Bypass of DNA-protein cross-links conjugated to the 7-deazaguanine position of DNA by translesion synthesis polymerases

Susith Wickramaratne, Shaofei Ji, Shivam Mukherjee, Yan Su, Matthew G. Pence, Lee Lior-Hoffmann, Iwen Fu, Suse Broyde, F. Peter Guengerich, Mark Distefano, Orlando D. Schãrer, Yuk Yin Sham, Natalia Tretyakova

Research output: Contribution to journalArticle

13 Citations (Scopus)

Abstract

DNA-protein cross-links (DPCs) are bulky DNA lesions that form both endogenously and following exposure to bis-electrophiles such as common antitumor agents. The structural and biological consequences of DPCs have not been fully elucidated due to the complexity of these adducts. The most common site of DPC formation in DNA following treatment with bis-electrophiles such as nitrogen mustards and cisplatin is the N7 position of guanine, but the resulting conjugates are hydrolytically labile and thus are not suitable for structural and biological studies. In this report, hydrolytically stable structural mimics of N7-guanine-conjugated DPCs were generated by reductive amination reactions between the Lys and Arg side chains of proteins/peptides and aldehyde groups linked to 7-deazaguanine residues in DNA. These model DPCs were subjected to in vitro replication in the presence of human translesion synthesis DNA polymerases.
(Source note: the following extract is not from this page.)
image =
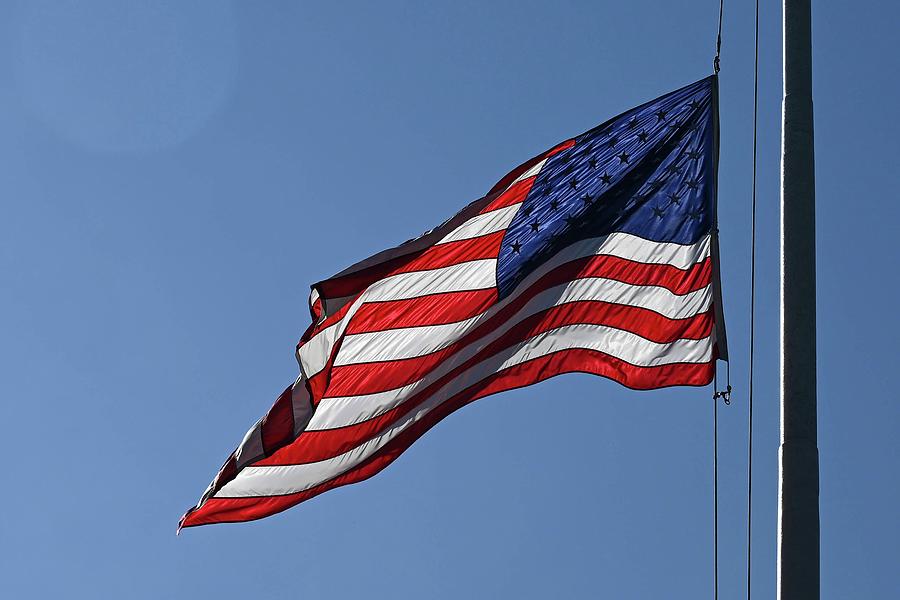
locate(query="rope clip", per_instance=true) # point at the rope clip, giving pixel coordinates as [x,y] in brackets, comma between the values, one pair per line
[725,395]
DPCs containing full-length proteins (11-28 kDa) or a 23-mer peptide blocked human polymerases η and κ. DPC conjugates to a 10-mer peptide were bypassed with nucleotide insertion efficiency 50-100-fold lower than for native G. Both human polymerase (hPol) κ and hPol η inserted the correct base (C) opposite the 10-mer peptide cross-link, although small amounts of T were added by hPol η. Molecular dynamics simulation of an hPol κ ternary complex containing a template-primer DNA with dCTP opposite the 10-mer peptide DPC revealed that this bulky lesion can be accommodated in the polymerase active site by aligning with the major groove of the adducted DNA within the ternary complex of polymerase and dCTP.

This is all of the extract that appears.